Sale of land – Land registration – Exchange of contracts – First-tier Tribunal (FTT) finding appellant entered into contract to sell property to respondent – Appellant appealing – Whether FTT erring in law in finding on facts found that contracts exchanged – Appeal allowed

In 2009, the appellant purchased 189 Walton Road, Woking (the property) for £160,000. In 2017, the respondent offered to sell the appellant another house for £215,000. In order to buy it, the appellant obtained a bridging loan on the security of the property. The appellant defaulted on the bridging loan and the lender appointed receivers who put the property up for sale at auction with a guide price of £200,000 – £210,000.

On 14 September 2018, the respondent provided a contract in duplicate for the sale of the property by the appellant to the respondent; he said that the contract and transfer were drawn up by solicitors. The contract provided for a price of £400,000, for completion on 16 November 2018, and for a deposit of 10% to be paid on exchange. The appellant also signed a transfer of the property to the respondent in Form TR1, which remained undated.

The appellant subsequently applied to HM Land Registry to cancel the unilateral notice entered by the respondent on the register of title to the property to protect the contract. The respondent objected and the matter was referred to the First-tier Tribunal (FTT) pursuant to section 73 of the Land Registration Act 2002. Before the FTT, the respondent succeeded in proving the existence of the contract. The FTT found that contracts were exchanged on 14 September 2018, that the agreement was not a sham, and that the appellant did not sign the contract as a result of misrepresentation or undue influence.

The appellant was granted permission to appeal, contending that the FTT erred in law in finding that contracts were exchanged on 14 September 2018 as the facts found could not, as a matter of law, justify that conclusion.

Held: The appeal was allowed.

(1) For an exchange of contracts, each party had to have identical contracts, or “parts” of the contract, and each had to sign his own part. At the time of execution neither party was bound by the terms of the document which he had executed, it being their mutual intention that neither would be bound until the executed parts were exchanged. The act of exchange was a formal delivery by each party of its part into the actual or constructive possession of the other with the intention that the parties would become actually bound when exchange occurred, but not before. The manner of exchange might be agreed and determined by the parties. The traditional method was by mutual exchange across the table. Delivery was a formal act and each party had to deliver his part: Commission for New Towns v Cooper [1995] 2 EGLR 113 considered.

(2) In a typical case, the parties were separately represented, and each signed his part of the contract and left it with his solicitor. In a simple case the solicitors would speak on the telephone, having been authorised by their clients to exchange, and would agree that contracts were now exchanged, recording the date and time. Delivery was not a physical handing over of the document, but was comprised in the fact that from that point on each held their own client’s part of the contract to the other’s order; each would then physically send or take their own client’s part to the other client’s solicitor.

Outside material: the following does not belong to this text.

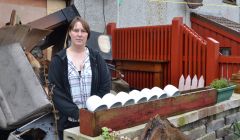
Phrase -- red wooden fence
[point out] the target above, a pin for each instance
(148, 44)
(186, 52)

In a more complicated scenario, one solicitor, say the seller’s, might hold both parts before exchange, his own client’s part for his own client and the buyer’s part to the order of the buyer’s solicitor. Delivery had not yet taken place. Again, exchange could take place by telephone, and delivery was a constructive event which took place when the two solicitors agreed on the telephone that contracts were exchanged. From then on, the seller’s solicitor held his own client’s part to the order of the buyer’s solicitor and would send or take it to him.

When discussing an exchange of contracts by telephone, possession of the necessary document need not be actual or physical possession. Possession by an agent of the party or of his solicitor in such circumstances that the party or solicitor in question had control over the document and could at any time procure its physical possession would suffice. In such a case possession of the agent was the possession of the principal: Domb v Isoz [1978] 2 EGLR 162 considered.

(3) Delivery was a formal act which the two parties each had to carry out. In the present case, as to delivery by the appellant, there was no finding of fact that when the appellant handed his part of the contract to the respondent his intention was to deliver it so as to exchange contracts; on the facts before the court, it might well not have been his intention. His intention might have been to leave the undated half with the respondent and authorise him to exchange contracts later; or it might have been to give his part of the contract to the respondent but not to authorise exchange.

As to delivery by the respondent, there was no explanation as to why the fact of agency meant that the respondent held his own part on the appellant’s behalf and why that constituted delivery. Such a finding was in any case insufficient to amount to a finding that there had been delivery. The fact that A held part of a contract to B’s order need not happen as a result of delivery and did not mean that contracts had been exchanged.

(4) There were insufficient facts found to lead the FTT to conclude that the two men exchanged contracts; this was a good illustration of the reason why the law required a formal delivery, whether physical, or attended by clear words that left no-one in doubt that there had been an exchange.

The FTT’s decision that contracts were exchanged would be set aside on the basis both that it was inadequately explained and also that the facts found by the judge could not, as a matter of law, have justified a finding that exchange had taken place. The Upper Tribunal would substitute its own decision that contracts were not exchanged, and direct the registrar accordingly to respond to the appellant’s application as if the respondent’s objection had not been made.

David Gilchrist (instructed by DWF Law LLP) appeared for the appellant; Andrew Butler KC (instructed by Mackrell Turner Garrett, of Woking) appeared for the respondent.